Título: Se chicotada resolvesse, não tinha corrupção
Autor: Éboli, Evandro
Fonte: O Globo, 15/07/2010, O País, p. 14
Afirmação de Lula, que disse ainda que "beliscão dói para cacete", foi na assinatura de projeto de punição de maltrato a filhos
BRASÍLIA. Na cerimônia em que assinou ontem o projeto que pune pais que maltratam fisicamente os filhos, o presidente Lula afirmou que, se chicotada resolvesse o problema, não haveria corrupção no país. Para o presidente, quem não trata bem seus filhos em casa não será um bom governante, pois não saberá lidar com os filhos "adotados eleitoralmente". Lula disse que conservadores reagirão à proposta. O projeto foi enviado ao Congresso ontem mesmo.
- Vai ter muita gente reacionária neste país que vai dizer: "Estão querendo impedir que a mãe eduque o filho. Estão querendo impedir que a mãe pegue um chinelinho e dê um tapinha na bunda da criança". Ninguém quer proibir o pai de ser pai ou a mãe de ser mãe. O que dizemos é que é possível fazer a coisa diferente. Se punição e chicotada resolvessem o problema, a gente não tinha tanta corrupção neste país, a gente não tinha tanto bandido travestido de santo neste país - disse Lula na solenidade que também comemorou os vinte anos do ECA.
Vannuchi lembra caso de Isabela Nardoni
Lula disse, ainda, que "beliscão dói para cacete":
- O Paulinho (Paulo Vannuchi, secretário nacional de Direitos Humanos) falou duas vezes em beliscão. Mas beliscão dói para cacete, Paulinho. Eu me considero uma criança abençoada, porque não lembro da minha mãe ter batido num filho. O máximo que ela fazia era, às vezes, com cinco homens deitado numa cama, ela vir com chinelo, e a gente esticava o cobertor e fingia que estava doendo. Depois, a gente começava a rir. O meu pai, vocês viram no filme ("Lula, o filho do Brasil"), era um homem bruto, mas nunca apanhei dele. Também nunca bati nos meus filhos.
Vannuchi e o ministro da Justiça, Luiz Paulo Barreto, afirmaram que não se trata de proibir palmadas e beliscões.
- É um reducionismo. Estamos falando de tortura, de maus tratos violentos - disse Paulo Barreto.
Vannuchi disse que o alvo principal do projeto não é o "beliscão ou palmadinha", mas casos como o de Isabela Nardoni, menina que morreu após cair de um prédio em São Paulo. O pai da garota, Alexandre Nardoni, e a madrasta, Anna Carolina Jatobá, foram condenados, respectivamente, a 31 e 26 anos de cadeia, acusados de matarem Isabela.
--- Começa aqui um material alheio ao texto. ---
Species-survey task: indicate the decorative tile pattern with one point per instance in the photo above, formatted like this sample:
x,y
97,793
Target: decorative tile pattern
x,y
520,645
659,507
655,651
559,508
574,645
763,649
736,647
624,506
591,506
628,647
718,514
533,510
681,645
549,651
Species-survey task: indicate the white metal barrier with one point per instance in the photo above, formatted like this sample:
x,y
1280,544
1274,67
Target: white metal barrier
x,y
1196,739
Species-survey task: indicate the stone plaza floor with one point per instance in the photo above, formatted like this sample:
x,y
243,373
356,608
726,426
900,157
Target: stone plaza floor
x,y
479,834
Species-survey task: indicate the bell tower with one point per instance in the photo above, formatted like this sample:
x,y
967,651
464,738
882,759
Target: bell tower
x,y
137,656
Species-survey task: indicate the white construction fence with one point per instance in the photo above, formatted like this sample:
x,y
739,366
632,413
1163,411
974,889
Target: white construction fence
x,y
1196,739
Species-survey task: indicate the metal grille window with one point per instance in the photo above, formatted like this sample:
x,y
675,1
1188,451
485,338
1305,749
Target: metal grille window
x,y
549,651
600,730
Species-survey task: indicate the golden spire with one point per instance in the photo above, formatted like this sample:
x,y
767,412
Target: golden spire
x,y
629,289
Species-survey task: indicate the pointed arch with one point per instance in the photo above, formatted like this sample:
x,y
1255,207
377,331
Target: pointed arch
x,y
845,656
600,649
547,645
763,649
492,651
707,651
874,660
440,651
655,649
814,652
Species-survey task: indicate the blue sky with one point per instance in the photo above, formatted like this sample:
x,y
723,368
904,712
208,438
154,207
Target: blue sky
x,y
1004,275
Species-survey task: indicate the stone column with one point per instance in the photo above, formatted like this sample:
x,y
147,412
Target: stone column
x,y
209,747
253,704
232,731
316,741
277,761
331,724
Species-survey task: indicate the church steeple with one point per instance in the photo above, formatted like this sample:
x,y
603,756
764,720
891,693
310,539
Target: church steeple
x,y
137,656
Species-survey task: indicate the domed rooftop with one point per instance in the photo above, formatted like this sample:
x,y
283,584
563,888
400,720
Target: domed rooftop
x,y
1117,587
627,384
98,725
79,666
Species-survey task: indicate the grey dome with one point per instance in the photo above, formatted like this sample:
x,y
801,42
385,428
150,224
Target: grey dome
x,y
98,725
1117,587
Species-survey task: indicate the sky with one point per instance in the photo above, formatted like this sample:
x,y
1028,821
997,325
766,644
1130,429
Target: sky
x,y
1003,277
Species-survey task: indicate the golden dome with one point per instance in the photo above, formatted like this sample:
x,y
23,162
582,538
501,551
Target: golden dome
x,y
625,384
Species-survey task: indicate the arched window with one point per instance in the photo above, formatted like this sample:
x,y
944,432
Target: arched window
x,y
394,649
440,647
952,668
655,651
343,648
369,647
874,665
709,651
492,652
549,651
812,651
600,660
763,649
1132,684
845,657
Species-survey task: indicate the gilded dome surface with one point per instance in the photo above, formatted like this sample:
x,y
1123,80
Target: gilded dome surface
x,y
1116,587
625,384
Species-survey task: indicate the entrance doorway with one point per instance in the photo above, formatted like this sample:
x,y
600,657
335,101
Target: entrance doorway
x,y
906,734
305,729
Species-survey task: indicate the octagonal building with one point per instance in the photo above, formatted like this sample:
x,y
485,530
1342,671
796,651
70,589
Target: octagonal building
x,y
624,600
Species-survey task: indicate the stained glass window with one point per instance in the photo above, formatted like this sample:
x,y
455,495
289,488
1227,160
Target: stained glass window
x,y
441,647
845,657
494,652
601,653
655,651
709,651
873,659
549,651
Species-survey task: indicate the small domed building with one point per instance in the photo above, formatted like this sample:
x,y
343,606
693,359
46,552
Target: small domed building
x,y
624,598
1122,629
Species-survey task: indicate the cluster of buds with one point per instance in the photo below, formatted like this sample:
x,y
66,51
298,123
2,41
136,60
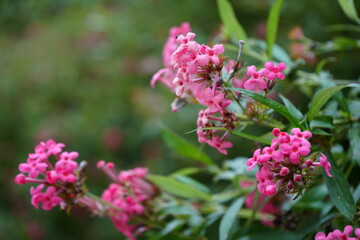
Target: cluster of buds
x,y
127,197
196,73
285,165
63,181
264,79
337,234
271,207
130,197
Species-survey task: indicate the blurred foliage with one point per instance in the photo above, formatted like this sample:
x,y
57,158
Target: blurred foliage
x,y
79,71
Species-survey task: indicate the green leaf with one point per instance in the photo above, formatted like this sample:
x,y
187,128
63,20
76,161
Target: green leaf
x,y
170,185
322,97
271,104
354,137
349,9
272,25
339,190
229,217
292,109
228,18
244,135
192,182
250,137
179,145
322,121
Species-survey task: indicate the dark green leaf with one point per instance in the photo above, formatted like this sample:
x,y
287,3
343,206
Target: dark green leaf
x,y
192,182
339,190
171,226
354,137
271,104
186,171
320,132
272,25
229,217
292,109
349,9
228,18
184,148
322,97
323,121
177,188
250,137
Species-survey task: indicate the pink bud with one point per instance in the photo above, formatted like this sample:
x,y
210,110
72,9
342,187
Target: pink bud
x,y
284,171
100,164
20,179
297,178
275,131
110,165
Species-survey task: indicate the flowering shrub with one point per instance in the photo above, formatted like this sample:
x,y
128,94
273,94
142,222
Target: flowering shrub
x,y
293,200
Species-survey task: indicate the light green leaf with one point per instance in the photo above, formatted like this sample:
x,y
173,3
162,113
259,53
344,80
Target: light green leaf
x,y
242,134
179,145
322,97
271,104
192,182
250,137
228,18
272,25
292,109
339,190
170,185
354,137
229,217
349,9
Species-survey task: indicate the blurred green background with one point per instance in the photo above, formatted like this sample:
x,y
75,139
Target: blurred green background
x,y
79,72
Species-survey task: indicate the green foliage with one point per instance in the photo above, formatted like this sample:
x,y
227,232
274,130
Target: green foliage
x,y
184,148
272,26
339,190
229,218
228,17
271,104
322,97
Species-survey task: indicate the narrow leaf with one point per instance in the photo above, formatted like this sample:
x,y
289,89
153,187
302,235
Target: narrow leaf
x,y
179,145
271,104
339,190
177,188
272,25
250,137
354,137
228,18
230,216
349,9
322,97
292,109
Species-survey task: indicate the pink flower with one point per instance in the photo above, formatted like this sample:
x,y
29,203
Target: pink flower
x,y
275,71
251,162
256,81
212,99
219,144
49,199
338,235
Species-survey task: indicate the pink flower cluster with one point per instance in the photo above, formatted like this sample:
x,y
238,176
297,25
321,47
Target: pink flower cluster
x,y
128,194
40,170
271,207
284,164
338,235
264,79
194,72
- Não é o beliscão e a palmadinha que nos move. Mas casos de Isabela Nardoni e outros. Nos incomoda o berro (de uma criança que apanha) no apartamento do lado - disse Vannuchi.
Lula, que falou depois, discordou de Vannuchi e disse que beliscão dói muito.
Se o projeto for aprovado, os pais que castigarem fisicamente os filhos poderão ser encaminhados ao programa oficial de auxílio, orientação e tratamento de alcoólatras e toxicômanos, ou a tratamento psiquiátrico. O projeto prevê ainda que os filhos sejam retirados do lar para que não continuem sendo agredidos pelos pais.
Em seu discurso, o presidente afirmou que os pais não estão conversando com seus filhos, mas que encontram tempo para tomar uma cerveja e participar de uma reunião. A educação sexual é um dos temas que os pais não têm tratado com os filhos, segundo Lula. Na opinião do presidente, os pais acham que a natureza ensina sobre as relações sexuais e que os filhos, na rua, ouvem informações inadequadas:
- O máximo que o homem brasileiro aprendeu a fazer, na sua forma mais banal de ser humano, é ter orgulho de, quando o filho completasse 15 anos, levar ele a uma casa de prostituição para ter sua primeira experiência sexual. E o máximo, para o pai, é a filha ser virgem até o casamento.